Michael Goldhaber’s prescient 1997 article “The Attention Economy and the Net” argues that we are at a time of transition between economic systems. The industrial economy is giving way to an attention economy – and with it the way value is apportioned.

The underlying argument is that when there is an abundance of information the value of any piece of it declines because much of it is substitutable. The only defense is originality – and even then it is constrained because we only have 24 hours to give attention – and the glut of information sometimes distracts from finding originality.

What’s hard to fathom is that organizations that historically have been dedicated to distributing or controlling original information are the very ones that seem to have the biggest problems with this transition. What is most odd is that many of these organizations are “attention” businesses – trading on the fact that if you have someone’s attention you can redirect it – say towards some product, service or goods.

Also odd is that many of the winners are also attention companies – just trading on attention in different ways. These, mostly web companies, start with the premise that lots of information is available – but that is not what drives their popularity. It is that they treat attention as reciprocal. They use aggregated and filtered attention to deliver new value to users (page rank, friends suggestions and most popular are all link attention) – delivering better search and broader audience for creations and finds. Their algorithms are proxies for attention.

Rob Horning in a PopMatters article talks about the psychological and cultural importance of attention, linking recognition as critical for shaping attention habits. No man is an island, and relationships we foster between people and institutional validate our personal identities.

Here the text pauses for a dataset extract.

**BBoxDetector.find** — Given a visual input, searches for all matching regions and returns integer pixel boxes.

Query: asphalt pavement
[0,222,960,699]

The more that relationship allows interaction the richer the validation. Designing sites to focus on attention tracking and reciprocal attention, as most social media sites do, encourages a fundamental human behavior, while enlarging ones sphere of influence. It is no wonder these sites are so disruptive to traditional media organizations – the reciprocal relationships they engender confer both legitimacy and relevance to the user.

John Hagel also sees a strong psychological component to reciprocal relationships saying “we are unlikely to offer that attention unless something of compelling value is offered in return.”  That something else is reciprocal attention.

In the years since those posts were written organizations large and small are turning to social media to build dialogue with and between their customers. It’s a return to a direct relationship between the company and the customer. Deborah Shultz calls it weaving.

What’s most interesting to me is that traditional media while late to the show understanding this, and seem to be jumping on board.

The CBS purchase of Last.fm one example. The Washington Post recent story on Teen Shopping is another. A single story on teen shopping weaves a financial story together with personal stories that elaborate points while rewarding participants with respectful recognition. It’s a formula that’s bound to engage the social networks of profiled teens – encouraging online and physical reading – and dialogue that is part of every Post article. It’s good story telling – and relationship building.

A brand has to communicate – and that communication has to be reciprocal if it’s going to hold its own – in the attention economy.